I have also been reading the draft of something a charity is currently working on, and the e-mail I’ve recently opened after I had sent some comments on the draft ended with this sentence:

‘The primary objective is to get more people talking about later and end-of-life care. If we can do that, and avoid providing misleading or factually incorrect information, then we shall have done some good!’

That is ‘spot-on’ - and while I think the arguments I laid out in the first PDF in this thread make a logically-compelling case for the change I’m proposing, I honestly think the change would ‘get more people talking about later and end-of-life care’. I did NOT suggest that a patient could say out-of-the-blue ‘I want you to attempt CPR’ and that would not then lead to a discussion – if a patient said that to a doctor, and it wasn’t after a conversation around ‘we don’t believe CPR could work for you’, I would expect the doctor to explain what sometimes happens if CPR is ‘successful’: to explain that ‘lingering death’ I have described above. I suspect that then, many patients would say ‘I don’t want CPR then!’. Some patients would always want CPR. But at the moment, I’m told that understanding of the clinical consequences of CPR among patients and relatives is often very poor – I think if
the position was that capacitous patients would have CPR attempted if they asked for it, despite the clinicians thinking it would have a very bad clinical outcome, then there would necessarily be more discussion about CPR, and increasingly a better understanding within lay people of CPR.

After all – as Ken said ‘capacitous people being able to ‘demand’ medical treatment (CPR) that a body of evidence, knowledge & expertise know will not work when someone is dying is, I would argue, ethically abhorrent’ so surely doctors and nurses, would [at least try to] make clear the likely outcomes of CPR when attempted on patients who are very frail, or are ‘naturally dying’.

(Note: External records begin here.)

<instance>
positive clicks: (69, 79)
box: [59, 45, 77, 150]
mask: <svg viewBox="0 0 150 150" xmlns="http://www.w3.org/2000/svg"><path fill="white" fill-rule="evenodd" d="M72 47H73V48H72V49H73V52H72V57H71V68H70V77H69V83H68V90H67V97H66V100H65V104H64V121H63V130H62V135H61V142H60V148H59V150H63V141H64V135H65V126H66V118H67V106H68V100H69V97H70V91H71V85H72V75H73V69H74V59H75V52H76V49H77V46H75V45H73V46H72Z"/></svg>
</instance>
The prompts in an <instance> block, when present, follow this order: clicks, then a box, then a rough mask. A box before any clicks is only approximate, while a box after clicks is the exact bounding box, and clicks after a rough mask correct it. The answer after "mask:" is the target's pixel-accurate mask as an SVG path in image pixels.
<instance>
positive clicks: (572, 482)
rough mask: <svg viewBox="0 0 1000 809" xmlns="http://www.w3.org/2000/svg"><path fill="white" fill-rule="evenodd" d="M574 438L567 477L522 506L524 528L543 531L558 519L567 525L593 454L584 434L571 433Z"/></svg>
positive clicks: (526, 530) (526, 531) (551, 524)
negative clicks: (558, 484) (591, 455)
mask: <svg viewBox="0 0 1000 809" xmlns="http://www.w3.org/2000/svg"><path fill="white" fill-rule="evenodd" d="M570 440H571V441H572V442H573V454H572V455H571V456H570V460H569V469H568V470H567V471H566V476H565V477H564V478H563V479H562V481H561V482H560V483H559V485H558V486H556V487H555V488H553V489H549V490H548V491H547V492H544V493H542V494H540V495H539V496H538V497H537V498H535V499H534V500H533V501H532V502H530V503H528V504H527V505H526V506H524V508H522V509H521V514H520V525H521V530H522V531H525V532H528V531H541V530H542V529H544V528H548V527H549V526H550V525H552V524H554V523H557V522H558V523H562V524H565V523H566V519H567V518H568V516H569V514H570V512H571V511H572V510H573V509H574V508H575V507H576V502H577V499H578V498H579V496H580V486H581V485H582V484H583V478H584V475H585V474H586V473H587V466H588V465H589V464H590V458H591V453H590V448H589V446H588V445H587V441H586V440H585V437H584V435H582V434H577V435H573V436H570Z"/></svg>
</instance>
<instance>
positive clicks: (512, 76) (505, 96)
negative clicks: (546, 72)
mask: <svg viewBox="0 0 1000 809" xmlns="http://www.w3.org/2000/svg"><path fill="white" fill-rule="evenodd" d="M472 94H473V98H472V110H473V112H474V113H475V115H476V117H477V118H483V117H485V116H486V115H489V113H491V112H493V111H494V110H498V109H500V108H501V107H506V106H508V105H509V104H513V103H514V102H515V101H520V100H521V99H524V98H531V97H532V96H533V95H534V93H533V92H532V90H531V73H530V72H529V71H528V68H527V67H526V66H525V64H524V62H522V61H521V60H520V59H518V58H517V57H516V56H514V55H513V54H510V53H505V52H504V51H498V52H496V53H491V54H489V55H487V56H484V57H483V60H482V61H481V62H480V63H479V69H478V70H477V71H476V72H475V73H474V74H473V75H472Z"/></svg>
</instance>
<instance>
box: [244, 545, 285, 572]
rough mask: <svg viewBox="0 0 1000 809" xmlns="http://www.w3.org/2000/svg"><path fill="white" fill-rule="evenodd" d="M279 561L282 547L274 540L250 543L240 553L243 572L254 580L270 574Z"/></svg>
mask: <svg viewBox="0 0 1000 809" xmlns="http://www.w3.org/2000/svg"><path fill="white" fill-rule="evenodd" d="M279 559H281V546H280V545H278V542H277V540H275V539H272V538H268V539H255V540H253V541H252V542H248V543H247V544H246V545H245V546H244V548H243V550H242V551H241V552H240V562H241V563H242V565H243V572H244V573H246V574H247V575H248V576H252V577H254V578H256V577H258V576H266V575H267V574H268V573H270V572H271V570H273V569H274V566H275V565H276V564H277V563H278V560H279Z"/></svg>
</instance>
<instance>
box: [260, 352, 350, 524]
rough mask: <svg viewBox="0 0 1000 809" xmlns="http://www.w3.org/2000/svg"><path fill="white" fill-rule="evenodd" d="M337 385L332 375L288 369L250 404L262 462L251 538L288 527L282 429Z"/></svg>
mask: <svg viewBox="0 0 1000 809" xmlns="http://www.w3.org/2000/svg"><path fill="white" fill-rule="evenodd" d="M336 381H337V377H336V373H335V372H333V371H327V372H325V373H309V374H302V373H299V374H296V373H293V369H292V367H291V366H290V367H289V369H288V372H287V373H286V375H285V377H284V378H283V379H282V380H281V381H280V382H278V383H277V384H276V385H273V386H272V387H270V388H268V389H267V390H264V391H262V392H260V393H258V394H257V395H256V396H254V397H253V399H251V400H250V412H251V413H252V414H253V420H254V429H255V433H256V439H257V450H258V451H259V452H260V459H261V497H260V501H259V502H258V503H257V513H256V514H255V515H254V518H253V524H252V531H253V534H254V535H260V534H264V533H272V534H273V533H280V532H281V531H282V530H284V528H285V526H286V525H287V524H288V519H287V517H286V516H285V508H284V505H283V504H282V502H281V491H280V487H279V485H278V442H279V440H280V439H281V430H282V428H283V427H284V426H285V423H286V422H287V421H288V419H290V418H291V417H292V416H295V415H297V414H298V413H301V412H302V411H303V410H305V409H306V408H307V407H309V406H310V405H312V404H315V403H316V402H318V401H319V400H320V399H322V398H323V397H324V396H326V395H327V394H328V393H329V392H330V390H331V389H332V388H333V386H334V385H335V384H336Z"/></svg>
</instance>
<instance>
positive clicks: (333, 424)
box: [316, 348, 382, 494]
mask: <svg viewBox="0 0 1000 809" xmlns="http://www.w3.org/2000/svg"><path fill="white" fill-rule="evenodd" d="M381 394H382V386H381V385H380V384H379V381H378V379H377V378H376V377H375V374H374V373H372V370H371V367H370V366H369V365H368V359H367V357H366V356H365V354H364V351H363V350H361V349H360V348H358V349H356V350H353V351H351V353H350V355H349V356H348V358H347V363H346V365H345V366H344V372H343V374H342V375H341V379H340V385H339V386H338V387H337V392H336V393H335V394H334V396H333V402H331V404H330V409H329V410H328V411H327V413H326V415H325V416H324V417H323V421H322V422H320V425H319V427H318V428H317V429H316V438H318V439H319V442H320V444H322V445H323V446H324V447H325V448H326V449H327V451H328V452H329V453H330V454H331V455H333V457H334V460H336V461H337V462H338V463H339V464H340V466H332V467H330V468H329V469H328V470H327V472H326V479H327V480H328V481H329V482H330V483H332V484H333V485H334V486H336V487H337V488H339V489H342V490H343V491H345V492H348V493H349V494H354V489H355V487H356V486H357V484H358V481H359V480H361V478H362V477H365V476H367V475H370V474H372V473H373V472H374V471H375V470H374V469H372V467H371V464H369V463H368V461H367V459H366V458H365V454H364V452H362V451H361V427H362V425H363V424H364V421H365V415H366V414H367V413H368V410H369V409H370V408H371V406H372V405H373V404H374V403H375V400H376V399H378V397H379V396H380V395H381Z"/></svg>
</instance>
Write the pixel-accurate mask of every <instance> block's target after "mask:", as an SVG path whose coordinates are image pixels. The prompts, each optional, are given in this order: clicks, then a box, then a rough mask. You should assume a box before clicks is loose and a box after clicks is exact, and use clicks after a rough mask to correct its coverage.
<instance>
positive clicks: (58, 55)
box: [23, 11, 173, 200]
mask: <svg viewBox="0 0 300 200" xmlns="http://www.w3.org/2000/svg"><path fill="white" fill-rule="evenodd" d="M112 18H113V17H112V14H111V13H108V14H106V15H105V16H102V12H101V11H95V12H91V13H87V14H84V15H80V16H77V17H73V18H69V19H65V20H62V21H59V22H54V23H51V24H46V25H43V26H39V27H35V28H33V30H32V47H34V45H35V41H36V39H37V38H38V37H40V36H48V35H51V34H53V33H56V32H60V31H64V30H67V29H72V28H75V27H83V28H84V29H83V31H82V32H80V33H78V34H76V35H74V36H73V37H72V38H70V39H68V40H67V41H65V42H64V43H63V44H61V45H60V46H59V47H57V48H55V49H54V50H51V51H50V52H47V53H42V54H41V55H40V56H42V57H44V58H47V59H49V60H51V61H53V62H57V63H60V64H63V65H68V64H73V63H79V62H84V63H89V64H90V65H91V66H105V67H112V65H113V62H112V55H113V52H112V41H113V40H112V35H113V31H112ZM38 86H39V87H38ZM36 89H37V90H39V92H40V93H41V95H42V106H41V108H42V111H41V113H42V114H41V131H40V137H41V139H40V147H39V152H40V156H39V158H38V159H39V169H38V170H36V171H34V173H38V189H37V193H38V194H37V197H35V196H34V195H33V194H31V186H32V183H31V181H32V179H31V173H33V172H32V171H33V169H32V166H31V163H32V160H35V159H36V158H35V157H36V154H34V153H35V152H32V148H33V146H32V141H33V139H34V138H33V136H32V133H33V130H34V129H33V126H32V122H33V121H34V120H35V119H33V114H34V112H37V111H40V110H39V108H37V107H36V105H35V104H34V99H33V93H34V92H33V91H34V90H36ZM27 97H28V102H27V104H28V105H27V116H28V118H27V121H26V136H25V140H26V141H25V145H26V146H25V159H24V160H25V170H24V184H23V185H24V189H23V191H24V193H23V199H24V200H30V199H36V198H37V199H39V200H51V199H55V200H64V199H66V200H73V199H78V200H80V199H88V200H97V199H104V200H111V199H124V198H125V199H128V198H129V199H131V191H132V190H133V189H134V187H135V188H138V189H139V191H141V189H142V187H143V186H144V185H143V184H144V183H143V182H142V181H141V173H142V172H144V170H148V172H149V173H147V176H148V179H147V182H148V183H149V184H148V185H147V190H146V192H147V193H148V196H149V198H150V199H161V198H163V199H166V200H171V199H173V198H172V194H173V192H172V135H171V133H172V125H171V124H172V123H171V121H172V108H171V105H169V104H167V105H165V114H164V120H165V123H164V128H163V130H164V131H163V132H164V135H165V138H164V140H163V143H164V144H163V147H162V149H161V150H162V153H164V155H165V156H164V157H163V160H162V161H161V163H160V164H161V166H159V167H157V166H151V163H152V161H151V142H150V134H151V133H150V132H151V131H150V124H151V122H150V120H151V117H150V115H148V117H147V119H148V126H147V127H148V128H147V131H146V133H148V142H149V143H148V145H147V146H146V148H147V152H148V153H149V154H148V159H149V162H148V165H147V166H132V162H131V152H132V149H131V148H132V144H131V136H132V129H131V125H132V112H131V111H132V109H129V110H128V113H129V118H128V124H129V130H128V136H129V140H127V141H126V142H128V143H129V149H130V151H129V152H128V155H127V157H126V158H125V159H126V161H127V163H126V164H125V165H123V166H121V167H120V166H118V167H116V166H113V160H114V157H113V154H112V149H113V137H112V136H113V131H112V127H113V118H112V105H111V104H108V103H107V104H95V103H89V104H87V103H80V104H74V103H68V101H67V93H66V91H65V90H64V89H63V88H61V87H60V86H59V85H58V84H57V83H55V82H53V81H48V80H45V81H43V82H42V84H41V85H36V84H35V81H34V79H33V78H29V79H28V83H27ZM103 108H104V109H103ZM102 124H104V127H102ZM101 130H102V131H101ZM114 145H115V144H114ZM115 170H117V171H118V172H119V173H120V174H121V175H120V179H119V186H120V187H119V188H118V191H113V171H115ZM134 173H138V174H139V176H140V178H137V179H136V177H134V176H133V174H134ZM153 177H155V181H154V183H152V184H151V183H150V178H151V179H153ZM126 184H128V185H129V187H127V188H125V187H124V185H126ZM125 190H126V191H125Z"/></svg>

Associated files and links:

Old forum user 02/12/19

On LinkedIn this morning, there was a post about a Doctor saved by a group of strangers giving CPR, nothing odd about that, except the Doctor had publicly stated that me could not see any benefit in teaching laymen CPR, apparently he has had a change of mind.

mike stone 03/03/22

I have just discovered - see my thread at

https://www.dignityincare.org.uk/Discuss-and-debate/Dignity-Champions-forum/The-Policy-in-Wales-now-seems-to-be-to-offer-CPR-to-patients-who-request-it-even-if-the-clinicians-believe-CPR-could-not-work-and-I-approve-of-that./1116/

that the DNACPR Policy in Wales supports this. I'm told, it supported this even before I posted this thread in 2019.

Does anyone know, of a CPR/DNACPR policy in England, that explicitly supports the attempting of [requested] CPR even if the clinicians believe that CPR could not restart the heart and breathing?